A Japanese guy called Saul joined us in the car, just for a ride to the bus station. When he got out at the deserted station, someone there told him since it's Friday, Muslim holy day, there are no more buses to Amman. The way it works is this: bus drivers work if they want to on the weekend. So no one ever really knows if there's public transportation on any given Friday (in the Arab world that I've visited) until the moment it should normally depart. Even the hostel could not tell us whether there would be a bus to Amman and if there was, what time (even a general idea) it would depart. But Saul didn't seem too upset and decided to join us on our adventures for the day, which would eventually and circuitously land him in Amman.
Shobak Castle
Our first stop was a stop at the castle in Shobak, a crusader stronghold dating to 1115 and later conquered by Saladin (first sultan of Egypt). It was a great place to explore, and the fun part was running into a couple I had seen at the camp last night. An Israeli guy from a Kibbutz in the north and a Hawaiian American Israeli girl, now from Jerusalem. They invited me to join them down the deep dark well passage that descends from the castle deep into the mountain for 300 steps and emerges at the bottom. This is where the people went during the siege by Saladin and also where they obtained water. For 50 or so, the steps had nice 90 degree edges. Then they deteriorated into more of slopes than steps. The Israeli guy had a flashlight which helped quite a bit, but it was still getting treacherous. Sliding rather than stepping down the last half, after 20 minutes, we made it to the bottom and looked for the water. It eluded us, so we scrambled around in the dank dark chamber until our feet got wet. We found the channel and inched along it sideways, single file until we got to a room at the end with a ladder. Such a mysterious nice chamber with a ladder up to oblivion, disappointingly lead only to a trap door that was sealed off. But there were bats hanging from the concrete ceiling. A bit of algae. So we slinked back out in line the way we came in though the narrow well passage. Another ladder with rungs much to far apart led to a functioning opening, we saw the light of day and made our way up and over to the brilliance of the sun on the side of the midday mountain.
Kerak Castle
The Kerak Castle was expansive and majestic. I brought my headlamp this time because it was full of secret rooms and chambers and passageways and underground tunnels. The best part was climbing up to the shelf of the lofty room where I imagined dozens of knights would have clanked their goblets of wine in rowdy drunkenness and gnawed on turkey legs together under dim torchlit chandeliers. Once on the shelf near the ceiling, we were able to crawl through a clerestory window opening and walk through the secret hallway along the edge of the building. Eventually it led to a dead end, but it was fun while it lasted to be so high and look down upon such a grandiose high-ceilinged room.
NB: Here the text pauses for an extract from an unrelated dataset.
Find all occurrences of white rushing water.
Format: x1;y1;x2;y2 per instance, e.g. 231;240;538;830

I imagined I could have been a spy up there in earlier days, crouching behind the stone window ledge but hearing every word echoing throughout the chamber, then escaping down the mountainside and through the wild red fox valley to tell the enemy of the knights' next plan of attack.
The taxi driver, Aref, had some ideas--there's a wadi near hear, back up the road toward Kerak, backtracking, but it's quite nice, and no entrance fee. Sure, not many options at this point. Let's do it! So he drove us up there and we turned off the highway at a nondescript something of a schoolyard-looking place. Dozens of kids ogled at us as we got out of the car and attempted to change discreetly into hiking/swimming gear. This hike would be though water most of the time. The watercourse started as a concrete channel on a ridge, with a check dam and no good place to walk except on the thin concrete curb alongside. A group of locals came sauntering towards us with a herd of goats. This trail ain't big enough for the both of us, I thought. We were very high up and a sheer drop to a certain death in a lonesome obscurity was mere centimeters to our left. But we and they and the goats all managed to squeeze past each other unscathed.
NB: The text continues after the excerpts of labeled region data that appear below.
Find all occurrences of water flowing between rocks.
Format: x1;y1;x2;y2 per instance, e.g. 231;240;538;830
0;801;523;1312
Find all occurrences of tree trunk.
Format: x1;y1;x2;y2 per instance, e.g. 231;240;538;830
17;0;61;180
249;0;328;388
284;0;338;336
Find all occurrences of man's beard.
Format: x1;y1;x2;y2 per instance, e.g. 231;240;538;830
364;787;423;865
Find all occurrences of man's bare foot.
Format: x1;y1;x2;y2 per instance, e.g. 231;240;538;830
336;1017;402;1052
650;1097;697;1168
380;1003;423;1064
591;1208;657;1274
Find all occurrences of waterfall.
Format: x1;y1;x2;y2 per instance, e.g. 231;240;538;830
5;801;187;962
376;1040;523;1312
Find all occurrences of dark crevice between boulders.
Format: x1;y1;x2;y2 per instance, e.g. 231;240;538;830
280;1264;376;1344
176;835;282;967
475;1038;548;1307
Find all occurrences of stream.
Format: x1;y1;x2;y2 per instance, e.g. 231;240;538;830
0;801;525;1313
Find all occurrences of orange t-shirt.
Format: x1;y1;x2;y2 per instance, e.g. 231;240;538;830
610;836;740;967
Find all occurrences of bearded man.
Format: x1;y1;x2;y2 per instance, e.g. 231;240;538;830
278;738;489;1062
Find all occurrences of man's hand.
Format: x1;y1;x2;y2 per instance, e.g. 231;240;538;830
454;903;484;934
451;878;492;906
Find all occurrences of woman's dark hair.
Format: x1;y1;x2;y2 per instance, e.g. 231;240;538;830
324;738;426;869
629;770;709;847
So we continued and the channelized waterway eventually gave way to a natural stream. It was decorated with plenty of plastic bags, food wrappers, plastic and glass bottles, ripped old soggy garments, from who knows who and why. All the things you would never see on a hike in the US but are par for the course in a developing country. So unpleasant and detrimental to the scenery. Determined not to let it detract too much, the first difficult part was where we had to climb under a precariously wedged boulder which a strong waterfall cascaded over, under, and around. It was impossible to get up to the next level without getting drenched. Crumpling over my camera to keep it safe, I worked my way up the slippery rocks.